For all the books he's read, Marco never realized that being a hero could get you killed...

Review

This is a book of contradictions and clichés. Marco, a cat who can follow The Three Musketeers and - it is implied - has read his way through a good portion of the library, nevertheless is confused by basic human concepts such as ambulances. He's even startled to learn that humans cannot see in the dark... despite the fact that, in all his reading, it seems inconceivable that he's never encountered a scene where a human found themselves in danger in a dark place because their eyesight failed them. But, then, Marco seems blissfully unaware that he is a human, in all but the fur on his face; the cats in this book don't behave at all like cats, but rather simplified cartoon sketches of people in cat skins. (Then again, the people also don't behave like real people, but rather cardboard-thin caricatures that happen to be person-shaped.)

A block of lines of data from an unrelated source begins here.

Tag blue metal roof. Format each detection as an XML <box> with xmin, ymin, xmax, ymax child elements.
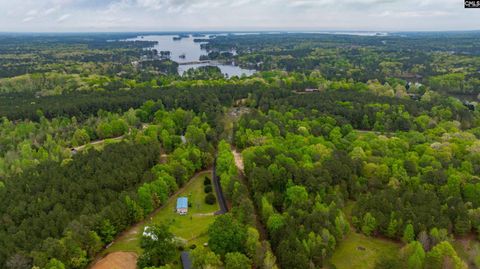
<box><xmin>180</xmin><ymin>251</ymin><xmax>192</xmax><ymax>269</ymax></box>
<box><xmin>177</xmin><ymin>197</ymin><xmax>188</xmax><ymax>209</ymax></box>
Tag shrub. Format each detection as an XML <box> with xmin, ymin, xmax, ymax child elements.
<box><xmin>205</xmin><ymin>193</ymin><xmax>217</xmax><ymax>205</ymax></box>
<box><xmin>203</xmin><ymin>185</ymin><xmax>212</xmax><ymax>193</ymax></box>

During his adventures, Marco meets other cats who can read, all of whom can be summed up in the simplest of terms (the vain one, the mother cat, the one-eyed fighter, etc.) They mostly exist so Marco has a "posse" to call on for help when the library is threatened. No, wait - the "Dead Cats Society" (I'm sure Krambo thought she was being extra-kitty-clever with that name) mainly deals with an annoying subplot about a gang of raccoons. We readers know they're bad because they're illiterate, they talk like Hollywoodized Brooklyn street toughs, and they're raccoons... because, you know, in a world where some cats are good and some are bad, obviously all raccoons are incapable of learning and beyond redemption. There's also a friendly, supposedly funny ferret named (wait for it) Polo, who is no more a ferret than Marco is a cat; not only is it implied that Polo is a free-roaming ferret, when domestic ferrets have a notoriously difficult time surviving on their own, but his only defensive maneuver seems to be giving up and/or fainting - even though I know, from personal experience, that a hacked-off ferret is more than capable of leaving a mark that even an illiterate raccoon would feel.
But this book is about more than the characters. It's about Magic, about the grand legacy of the Guardian cats. That should be interesting, shouldn't it? No, sadly it isn't. Cicero takes after the Majicou of Gabriel King's The Wild Road, an aging feline guardian of Great Powers who recruits a (block-headed) young apprentice and subsequently teaches them next to nothing about the actual powers and responsibilities of the job before foisting the whole thing onto their green shoulders. What is learned... it just doesn't click. The powers of the mystical Book are too broad, with no real cost to the caster or the Universe. (The Book's origins - presumably dropped from Heaven itself into Man's world, even though Man is so incompetent and greedy that it falls to cats to keep it safe from their clutches - just had me rolling my eyes.) Meanwhile, a glaring Message writes itself across the pages in 10-story neon letters, about how literacy is Good, censorship and book-burning is Bad, and with the power of reading comes the responsibility of properly cultivating the ideas sparked by books. Its light almost - but not quite - blinded me to other errors in plotting and consistency. I even discovered what had to be an author's note about what was supposed to happen in the next scene, a clear indication that this book never received the editing or proofreading it needed before being presented to the general public.
I like cats. I like reading. I like magic. But this book... this book, I did not like.